Different from driver’s licenses, we mean verifying that the attorney you are hiring has passed the bar and is in good standing to practice, that the nurse you are hiring is licensed, CPA’s, engineers, etc.
Ann says, “It is the responsibility of the employer to know that their employees have the proper licenses to conduct the work for which you have hired them. Like education verifications, don’t count on the paper license the applicant waves under your nose. Go to the state registries and verify that their license is in good standing.”
On the 9th day of Background Checks my screener gave to me: Pre-Adverse and Adverse Action Notices.
Many states have their own rules and regulations about how these notices need to be handled. Be sure you understand the federal and state requirements in your jurisdiction, check with your background screening firm and your attorneys.

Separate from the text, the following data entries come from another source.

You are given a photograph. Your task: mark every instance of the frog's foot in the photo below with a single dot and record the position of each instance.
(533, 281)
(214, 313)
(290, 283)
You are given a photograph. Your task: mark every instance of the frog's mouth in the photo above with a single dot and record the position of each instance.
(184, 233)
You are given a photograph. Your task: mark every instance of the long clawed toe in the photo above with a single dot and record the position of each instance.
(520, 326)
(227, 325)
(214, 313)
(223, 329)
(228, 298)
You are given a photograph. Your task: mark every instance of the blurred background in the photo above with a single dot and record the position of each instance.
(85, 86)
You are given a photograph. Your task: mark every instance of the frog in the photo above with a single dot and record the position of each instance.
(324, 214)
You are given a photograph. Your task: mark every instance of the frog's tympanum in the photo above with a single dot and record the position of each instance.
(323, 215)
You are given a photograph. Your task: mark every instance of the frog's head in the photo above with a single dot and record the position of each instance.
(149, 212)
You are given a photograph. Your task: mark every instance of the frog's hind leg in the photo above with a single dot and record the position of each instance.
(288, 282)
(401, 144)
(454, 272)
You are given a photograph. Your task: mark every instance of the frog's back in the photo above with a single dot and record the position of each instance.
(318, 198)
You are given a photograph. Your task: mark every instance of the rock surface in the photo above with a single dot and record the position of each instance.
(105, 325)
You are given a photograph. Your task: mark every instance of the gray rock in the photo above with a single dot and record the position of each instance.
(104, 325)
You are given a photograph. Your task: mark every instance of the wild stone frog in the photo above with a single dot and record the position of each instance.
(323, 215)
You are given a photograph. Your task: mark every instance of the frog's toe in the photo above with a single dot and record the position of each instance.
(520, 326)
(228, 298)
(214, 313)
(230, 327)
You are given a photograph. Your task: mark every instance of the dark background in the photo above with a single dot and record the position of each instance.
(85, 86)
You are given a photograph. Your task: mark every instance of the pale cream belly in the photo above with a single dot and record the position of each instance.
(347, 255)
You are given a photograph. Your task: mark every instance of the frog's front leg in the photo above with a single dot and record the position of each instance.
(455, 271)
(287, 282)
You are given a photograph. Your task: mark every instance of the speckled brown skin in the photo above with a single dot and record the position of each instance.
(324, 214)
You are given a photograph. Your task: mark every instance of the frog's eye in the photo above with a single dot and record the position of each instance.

Ann says, “Trust me, you really want these. They are not the chocolate in your Christmas stocking, maybe more like the toothpaste Santa brought. It is very important to get this right.”
On the 10th day of Background Checks my screener gave to me: Diploma Mills.
Okay, your screener didn’t give you diploma mills, but critical information about them. They are highly profitable: $200 Million annually. 500 estimated PhD’s awarded every year. 400 diploma mills, 300 websites run by diploma mills and 98 fake accreditation agencies operating in the U.S. today. Just because a school is accredited, doesn’t mean that the accrediting body is accredited.
Ann says, “I had an applicant one time that claimed a degree from an online university. We determined that: Yes, he had the master’s degree. The university was not accredited. The university also gave a master’s degree to a cat. This stuff really does happen.”
On the 11th day of Background Checks my screener gave to me: Ban the Box.
Also known as the Fair Chance Initiative and other names, Ban the Box requires employers to consider a job candidate’s qualifications first—without the stigma a conviction or arrest record. So the “box” asking about criminal convictions or arrest records is banned on employment applications in (at last count) 31 states and over 150 cities and counties.
Ann says, “For information on specific jurisdictions, check with your background screening professional or visit www.NELP.org (national Employment Labor Project).”
On the 12th day of Background Checks my screener gave to me: A Barrier to Juries and Headlines.
In the end, much of what we do is to protect our customers from juries and headlines. The likelihood of getting sued—much less successfully sued—by someone with a criminal past is minute, but jury awards are huge if it is determined that you could have know something but didn’t.
Ann says, “Be diligent. Run the criminal searches—don’t rely on the $12.95 nationwide supersearch instant check. You can’t defend yourself in court if that’s your best move. Verify the employment, check the licenses. Call the references or have your background screener do it. We are trained professionals who do this ALL DAY LONG. You don’t have to be perfect, just show that a diligent effort was made.”